Воронцов и Пентефреиха

Часть 1. Болгарский кризис

Владимир Воронцов, получив развод с Ниной, был восстановлен в чине полковника, потому что повод для отставки был аннулирован. В 1884 году был принят новый военный Устав. Уланские полки, в том числе и тот, в котором служил Воронцов, были преобразованы в драгунские, но полковничьи погоны за графом остались.

В 1885 г. Великий Князь вновь призвал Владимира Сергеевича на международную арену. Нужна была его помощь в связи с кризисом в Болгарии, который возник, можно сказать, из-за нерешённой проблемы единства болгарских земель. Россия была кровно заинтересована в сохранении и восстановлении единого болгарского государства, ибо оно могло послужить плацдармом для захвата и контроля проливов Босфор и Дарданеллы. Кто владеет проливами, тот владеет Европой.

***
В 1878 г. Владимир Воронцов присутствовал на подписании Сан-Стефанского мирного договора с Турцией, завершившего русско-турецкую войну. В соответствии с документом, Болгария объявлялась автономным княжеством. Русская армия во главе со Скобелевым, по условиям этого договора, на два года осталась на болгарской земле.

М.Д. Скобелев много сделал для создания в Болгарии национальной армии. Его корпус был расположен в Сливенской губернии. Ему помогали 344 русских офицера-инструктора и 2700 нижних чинов русской армии. Теперь болгарское княжество могло само защищаться в случае вторжения турецких войск в Восточную Румелию.

Европейские державы, опасаясь распространения влияния России на Балканах, созвали в июне 1878 г. Берлинский конгресс, согласно решениям которого, Северная Болгария (от Дуная до Балканских гор) объявлялась автономным государством, а Южная Болгария (Восточная Румелия) осталась под властью турецкого султана, получив административную автономию. Болгарский народ разделился на русофилов и русофобов.

Граф Воронцов чувствовал некоторую ответственность за этот провал в российской международной политике: главе отечественной делегации, «железному канцлеру» Александру Михайловичу Горчакову, исполнилось тогда уже 80 лет, и он не смог в одиночку справиться с австро-английской сворой.

А Владимира Воронцова в той, уже давней поездке в Берлин круглосуточно занимал единственный вопрос: когда, наконец, он и его Софи будут вместе, рядом навсегда? Он думал не о мире в Европе, не о странном «нейтралитете» германской делегации, не о независимости и цельности Болгарии, за которую сам же проливал кровь, а о том, как он тоскует по Софье, как ждёт солнечного лучика на мрачном пути к их совместной, и поэтому счастливой жизни. Тайна её рождения, душегубы, беременная от любовника неотвязчивая жена, Священный Синод зловещими тенями заслоняли упрямый свет этого лучика. Владимир думал о том, что готов хоть голыми руками отодвигать темноту. К тому же, частые упоминания фамилии светлейшего князя (Горчакова, кого ж ещё!) опять и опять возвращали его мечты к однофамилице канцлера. Для других мыслей не хватало места в голове графа, не так давно перенесшей тяжёлую контузию.

***
И вот сейчас наступила расплата. 18 сентября 1885 г. в главном городе Восточной Румелии Филиппополе (в районе современного Пловдива) произошло восстание. Болгарские националисты изгнали турецкого губернатора с его чиновниками и провозгласили воссоединение «обеих Болгарий». Князь болгарский Александр, бывший принц Баттенбергский (троюродный брат Александра III), объявил себя князем объединённой Болгарии.

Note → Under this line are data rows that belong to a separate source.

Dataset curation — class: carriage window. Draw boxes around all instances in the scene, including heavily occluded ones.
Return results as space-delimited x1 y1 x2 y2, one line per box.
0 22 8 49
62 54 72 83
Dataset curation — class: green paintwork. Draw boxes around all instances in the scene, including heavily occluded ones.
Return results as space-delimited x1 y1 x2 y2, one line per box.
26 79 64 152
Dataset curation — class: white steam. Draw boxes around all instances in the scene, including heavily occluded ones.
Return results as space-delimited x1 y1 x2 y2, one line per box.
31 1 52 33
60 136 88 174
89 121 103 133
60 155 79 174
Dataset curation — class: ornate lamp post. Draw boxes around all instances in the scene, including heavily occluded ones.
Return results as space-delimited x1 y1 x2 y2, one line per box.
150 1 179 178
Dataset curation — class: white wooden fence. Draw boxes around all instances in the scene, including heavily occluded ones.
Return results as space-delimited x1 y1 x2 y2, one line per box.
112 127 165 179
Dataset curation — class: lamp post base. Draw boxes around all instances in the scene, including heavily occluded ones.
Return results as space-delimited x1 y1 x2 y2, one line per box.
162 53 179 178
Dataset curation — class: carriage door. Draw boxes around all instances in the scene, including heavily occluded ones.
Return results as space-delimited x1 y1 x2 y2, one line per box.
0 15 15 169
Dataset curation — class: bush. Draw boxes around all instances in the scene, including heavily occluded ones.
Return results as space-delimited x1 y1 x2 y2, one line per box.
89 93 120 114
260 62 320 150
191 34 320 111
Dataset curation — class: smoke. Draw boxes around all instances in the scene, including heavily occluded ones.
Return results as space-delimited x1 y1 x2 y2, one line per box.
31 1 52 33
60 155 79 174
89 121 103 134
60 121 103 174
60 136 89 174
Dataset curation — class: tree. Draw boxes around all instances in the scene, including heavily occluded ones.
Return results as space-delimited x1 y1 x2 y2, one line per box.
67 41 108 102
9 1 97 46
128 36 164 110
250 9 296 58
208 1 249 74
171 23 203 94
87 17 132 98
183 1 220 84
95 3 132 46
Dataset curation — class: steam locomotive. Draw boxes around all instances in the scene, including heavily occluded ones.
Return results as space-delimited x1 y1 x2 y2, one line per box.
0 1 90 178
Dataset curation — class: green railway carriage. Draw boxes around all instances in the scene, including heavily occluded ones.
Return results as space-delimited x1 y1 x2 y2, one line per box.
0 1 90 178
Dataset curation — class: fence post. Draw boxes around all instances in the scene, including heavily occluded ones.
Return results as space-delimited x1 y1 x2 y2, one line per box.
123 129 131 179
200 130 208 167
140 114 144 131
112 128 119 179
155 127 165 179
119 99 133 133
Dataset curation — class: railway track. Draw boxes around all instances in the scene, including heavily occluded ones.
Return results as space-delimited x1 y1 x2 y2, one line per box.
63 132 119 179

Царское правительство было вынуждено разорвать, в интересах российского государства, дипломатические отношения с Болгарией, хотя народные чувства остались неизменными. Имя России продолжало сохранять в Болгарии свой авторитет. Болгарский народ был благодарен России за подвиги русского солдата во имя свободы страны; он навеки сохранил память об этих подвигах и чувство благодарности к России; во главе болгарской армии стояли русские офицеры; Александр Баттенбергский был посажен на престол Россией.

Нет, очевидно, что Владимир Сергеевич семь лет назад в Германии мало чем мог помочь России. Но тот факт, что он думал тогда о себе и о своих переживаниях, а не о деле, рождал сейчас (ну да, когда «матримониальные» мечты сбылись!) в Воронцове огромное чувство вины. Поэтому он с жаром взялся за выполнение заданий Великого Князя.

Софья сочувствовала мужу, занятому утомительной бумажной работой, но самой ей было легче осознавать, что дело Владимира сейчас – внешняя политика, документы, а не беготня по подземельям, стрельба или частные расследования.



Часть 2. Собственно – приключение

Александр III решил отозвать своих офицеров из Болгарии. Это произошло как раз накануне сербско-болгарской войны ноября 1885. Воронцов был командирован в Болгарию для координации процесса вывода российских военных.

Прибыв в штаб, он занялся оформлением нужных бумаг. К сожалению, некоторые офицеры, служившие до той поры в Болгарии, возвращаясь в свои части на территории Российской империи, по новому уставу получили чины ниже имевшихся. К примеру, вместо майора – штабс-капитан. Поэтому было много писанины со стороны полковника и обид со стороны отъезжающего офицерства.

Однажды Воронцов задержался в штабе – дольше всех просидел над бумагами. И возвращался один по улице маленького болгарского городка, более похожего на деревню.

Южный осенний вечер быстро накрыл темнотой дальние горы, ближние поля, и только стены мазанок белели поблизости. Звёзд на тёмном небе не было видно.
Полковник шёл, стараясь не ступать в грязь. Он думал о несправедливости судьбы для тех, кто завоевал звёздочки на погонах своей кровью на войне, а теперь их понижают в чине. Фоном, как всегда, он вспоминал Сонечку, Серёжу, большеглазую принцессу Любочку: спят, наверное, уже. В Москве на два часа позже.

Чтобы сократить путь, он свернул в узкий проулок между какими-то огородами и глиняным забором. Вдруг впереди мелькнули тени, раздались воинственные крики, предупреждающие о нападении. «Проклятые русофобы! Вот им неймётся!» – подумал Воронцов, отстёгивая саблю. Пистолет достать было проще, но он побоялся в темноте пристрелить болгар (лишние трупы ни к чему).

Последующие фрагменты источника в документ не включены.